Es war kurz vor Weihnachten, als eine Pressemitteilung aus dem Pforzheimer Rathaus für Turbulenzen in der Stadt sorgte. Oberbürgermeister Peter Boch (CDU) hatte darin über eine mögliche Erstaufnahmeeinrichtung für Flüchtlinge informiert. Bis zu 1.000 Menschen könnten im ehemaligen Versandhaus Bader unterkommen, so Boch, während die Stadt selbst im Gegenzug in ihren eigenen Unterkünften deutlich weniger Flüchtlinge aufnehmen müsste. Das würde zu einer Entlastung für die Stadt führen.
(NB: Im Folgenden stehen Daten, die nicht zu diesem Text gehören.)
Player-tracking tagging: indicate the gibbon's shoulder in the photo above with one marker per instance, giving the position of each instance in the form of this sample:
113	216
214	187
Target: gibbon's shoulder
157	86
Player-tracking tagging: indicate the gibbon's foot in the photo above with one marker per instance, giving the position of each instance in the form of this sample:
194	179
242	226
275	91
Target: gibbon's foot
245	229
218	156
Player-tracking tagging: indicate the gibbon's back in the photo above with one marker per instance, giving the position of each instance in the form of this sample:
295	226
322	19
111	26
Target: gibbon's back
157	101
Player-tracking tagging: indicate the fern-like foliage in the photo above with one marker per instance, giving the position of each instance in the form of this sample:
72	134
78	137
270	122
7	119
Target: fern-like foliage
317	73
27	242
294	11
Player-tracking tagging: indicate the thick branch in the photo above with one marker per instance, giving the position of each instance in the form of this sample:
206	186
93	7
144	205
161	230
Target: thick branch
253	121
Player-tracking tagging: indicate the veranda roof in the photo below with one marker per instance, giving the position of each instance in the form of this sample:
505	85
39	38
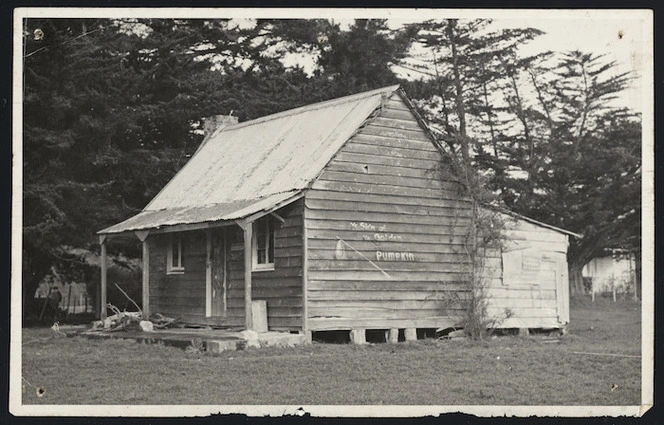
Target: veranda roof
255	165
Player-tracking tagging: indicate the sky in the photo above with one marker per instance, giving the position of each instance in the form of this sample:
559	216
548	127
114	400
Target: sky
616	34
620	39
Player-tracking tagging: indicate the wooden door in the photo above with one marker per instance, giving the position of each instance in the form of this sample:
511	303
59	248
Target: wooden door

Erstaufnahme Geflüchteter: Oberbürgermeister sieht nur Vorteile
Tausende von Paketen mit Kleidern und anderen Waren wurden täglich aus dem sechsstöckige Logistikgebäude des inzwischen umgezogenen Versandhauses Bader verschickt, bis das Unternehmen vor einigen Jahren aus Platzgründen umzog. Äußerlich ist die Immobilie noch gut in Schuss, weshalb das Land derzeit die Möglichkeit prüft, dort eine Erstaufnahmestelle einzurichten.
Rathauschef Peter Boch zeigt sich darüber hocherfreut. Denn dann würden die hier lebenden Flüchtlinge auf die bisherige Aufnahmequote angerechnet, so sein Kalkül. Wenn statt 50 bis 60 Flüchtlingen jeden Monat künftig nur noch 10 oder 20 kämen, wäre das eine enorme Entlastung für die Stadt, die mit ihren Kapazitäten längst überfordert sei.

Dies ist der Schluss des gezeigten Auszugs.